I think it's now defunct, but it was called the Project for the New American Century.
Yeah.
And it was designed to ensure continuing American hegemony over this coming century.
And they came out with a paper called Rebuilding America's Defenses, published in 1999.
which basically said that they wanted to shore up their power, shore up access to things
Oh no!
like oil and other energy resources.
Oh no.
And in order to do that they needed regime change in Iran, Iraq, Libya, Syria and weirdly
North Korea.
Now, you can see how that's panned out with the wars over the last 20 years.
Yeah, but you can't just invade Iraq.
You'd need some sort of incentive.
You'd need some event to underwrite that.
So, like, what kind of speculation and contemplation does that lead us towards, may I ask, Annie?
It certainly leads us towards the conclusion that the media is very easily manipulated and controlled.
Because if you remember in the run-up to the Iraq war, all this weapons of mass destruction and Britain is only 45 minutes from Armageddon and things like that.

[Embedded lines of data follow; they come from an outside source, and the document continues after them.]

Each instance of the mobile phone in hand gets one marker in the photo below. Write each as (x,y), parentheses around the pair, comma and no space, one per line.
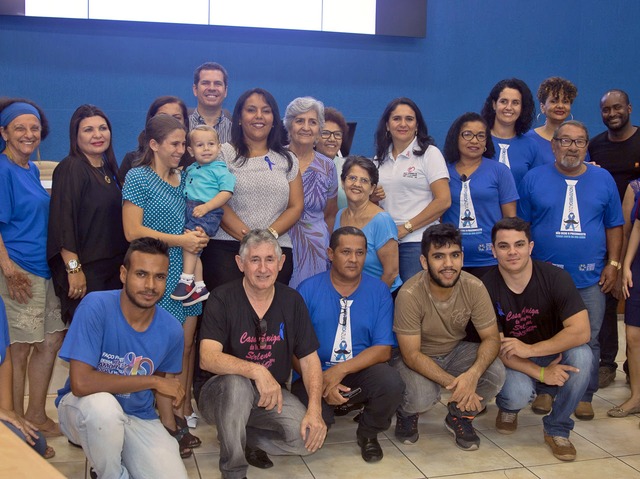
(350,394)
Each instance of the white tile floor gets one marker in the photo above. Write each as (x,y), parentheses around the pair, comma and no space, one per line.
(607,448)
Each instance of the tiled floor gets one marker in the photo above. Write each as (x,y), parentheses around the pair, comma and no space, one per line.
(607,448)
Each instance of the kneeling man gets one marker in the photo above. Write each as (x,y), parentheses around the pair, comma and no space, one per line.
(433,309)
(352,314)
(250,331)
(545,329)
(122,349)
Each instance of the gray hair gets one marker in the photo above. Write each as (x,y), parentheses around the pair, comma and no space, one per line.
(576,123)
(302,105)
(256,237)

So there was a stampede to war, even though it has subsequently been disclosed that Tony Blair had already made a deal, I think it was way back in April 2002, that he would support Bush in his endeavours across the Middle East.
What you've said there is so unpatriotic, it's actually brought the pound down a little bit there.
I'm afraid to say.
In fact, the question today is, is this the age of fake narratives and BS distractions?
That's what we're asking.
So even at that time, we're always sort of given this idea that our children are getting hurt, women's rights, We're given these cultural ideas which are valuable and that's why we're sold these ideas.
They're important ideas for the protection of children, equality of people regardless of their identity, necessary, important, ethical conversations and ideals.
But often what's being masked is the relentless pursuit of power and resources and peculiar submerged schematics.
Absolutely.
I mean, I would call this the war on concepts.
The way that our perceptions can be manipulated around things that will erode our power as the people.
What do you mean by that?
That's confused me.
So if we look at the justification for wars, we're all, you know, told massive lies which have been exposed now to go into Iraq or the fact that Syria is using chemical weapons and All that sort of thing, or Russiagate, that was another biggie, when they were trying to corral Trump into stopping his attack against the CIA.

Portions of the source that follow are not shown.